梅雨も明け、夏の日射しが眩しいある日のこと、龍太がそっと綾子に声を掛けてきた。
「なあ綾子、今、古文で、万葉集ってのを習ってるだろ、その紫野に一緒に行ってみないか?」
綾子はとにかくこれを聞いてびっくりした。
授業と言えば、綾子の隣の席で、寝てるか弁当を食べてるかのどちらかの龍太。学期が始まってから、そんな龍太しか見たことがない。

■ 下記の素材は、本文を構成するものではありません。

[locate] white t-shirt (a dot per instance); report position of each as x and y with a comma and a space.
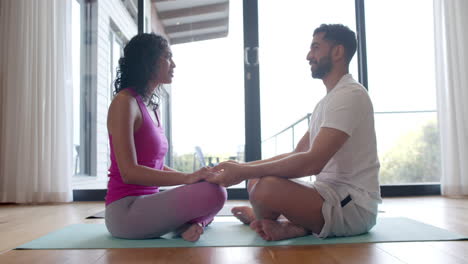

そんな龍太が万葉集と言う言葉を発するなんて、信じられない。
「だから町の子って、油断ならないのだわ」
綾子はそんなことを思った。
しかし綾子は嬉しかった。
綾子にとって、それは初デートになるかも知れない。胸は高鳴っている。
だが綾子は、そんな心の内を龍太に気付かれないように、もったい付けて承諾の言葉を返す。
「ふーんそうなの、龍太君、そんな所に行ってみたいの、仕方がないわね。忙しいけど、お付き合いしてあげるわ」
「ヤッター!」
それを聞いて、不良っぽい龍太が単純に喜んでいる。綾子はそんな龍太の振る舞いを見て、「この人、ひょっとしたら馬鹿かも」とも思ったが、可愛いとも思った。
こうして二人は、次の日曜日に紫野を訪ねることとなった。
万葉集に歌われている紫野、それは滋賀県八日市市西部に広がる蒲生野。
漢方にもなる多年草・ムラサキが群生していた野だ。
七世紀の頃は、まさにムラサキが白い小花を一杯に咲かせ、どこまでも広がる草原だったのだろう。
しかし、今は別段特別な所ではない。